Steven Brill spent seven months analyzing hundreds of bill from hospitals, doctors, and drug companies and medical equipment manufacturers to find out who is setting such high prices and pocketing the biggest profits. What he discovered, outlined in detail in the cover story of the new issue of TIME, will radically change the way you think about our medical institutions:

· Hospitals arbitrarily set prices based on a mysterious internal list known as the “chargemaster.” These prices vary from hospital to hospital and are often ten times the actual cost of an item. Insurance companies and Medicare pay discounted prices, but don’t have enough leverage to bring fees down anywhere close to actual costs. While other countries restrain drug prices, in the United States federal law actually restricts the single biggest buyer—Medicare—from even trying to negotiate the price of drugs.

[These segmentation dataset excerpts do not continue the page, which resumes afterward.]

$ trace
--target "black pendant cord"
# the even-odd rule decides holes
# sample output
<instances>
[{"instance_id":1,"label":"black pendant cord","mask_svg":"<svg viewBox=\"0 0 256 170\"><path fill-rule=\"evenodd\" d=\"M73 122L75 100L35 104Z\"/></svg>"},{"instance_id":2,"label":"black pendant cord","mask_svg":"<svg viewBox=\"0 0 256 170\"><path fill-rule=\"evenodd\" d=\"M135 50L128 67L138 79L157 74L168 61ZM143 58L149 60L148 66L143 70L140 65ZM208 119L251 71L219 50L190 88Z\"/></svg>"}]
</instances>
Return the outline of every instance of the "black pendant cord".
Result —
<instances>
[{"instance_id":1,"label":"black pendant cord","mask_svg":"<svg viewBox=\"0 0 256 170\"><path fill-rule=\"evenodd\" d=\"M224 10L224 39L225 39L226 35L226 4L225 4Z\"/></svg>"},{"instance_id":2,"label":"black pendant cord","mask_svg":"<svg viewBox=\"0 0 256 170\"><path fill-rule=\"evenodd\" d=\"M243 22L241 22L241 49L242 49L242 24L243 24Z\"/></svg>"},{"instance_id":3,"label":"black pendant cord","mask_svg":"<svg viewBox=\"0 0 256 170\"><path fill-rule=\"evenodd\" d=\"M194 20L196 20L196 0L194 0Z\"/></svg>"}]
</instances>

· Tax-exempt “nonprofit” hospitals are the most profitable businesses and largest employers in their regions, often presided over by the most richly compensated executives.

· Cancer treatment—at some of the most renowned centers such as Sloan-Kettering and M.D. Anderson—has some of the industry’s highest profit margins. Cancer drugs in particular are hugely profitable. For example, Sloan-Kettering charges $4615 for a immune-deficiency drug named Flebogamma. Medicare cuts Sloan-Kettering’s charge to $2123, still way above what the hospital paid for it, an estimated $1400.

· Patients can hire medical billing advocates who help people read their bills and try to reduce them. “The hospitals all know the bills are fiction, or at least only a place to start the discussion, so you bargain with them,” says Katalin Goencz, a former appeals coordinator in a hospital billing department who now works as an advocate in Stamford, CT.

Brill concludes:

The health care market is not a market at all. It’s a crapshoot. Everyone fares differently based on circumstances they can neither control nor predict. They may have no insurance. They may have insurance, but their employer chooses their insurance plan and it may have a payout limit or not cover a drug or treatment they need. They may or may not be old enough to be on Medicare or, given the different standards of the 50 states, be poor enough to be on Medicaid. If they’re not protected by Medicare or protected only partially by private insurance with high co-pays, they have little visibility into pricing, let alone control of it. They have little choice of hospitals or the services they are billed for, even if they somehow knew the prices before they got billed for the services. They have no idea what their bills mean, and those who maintain the chargemasters couldn’t explain them if they wanted to. How much of the bills they end up paying may depend on the generosity of the hospital or on whether they happen to get the help of a billing advocate. They have no choice of the drugs that they have to buy or the lab tests or CT scans that they have to get, and they would not know what to do if they did have a choice. They are powerless buyers in a sellers’ market where the only consistent fact is the profit of the sellers.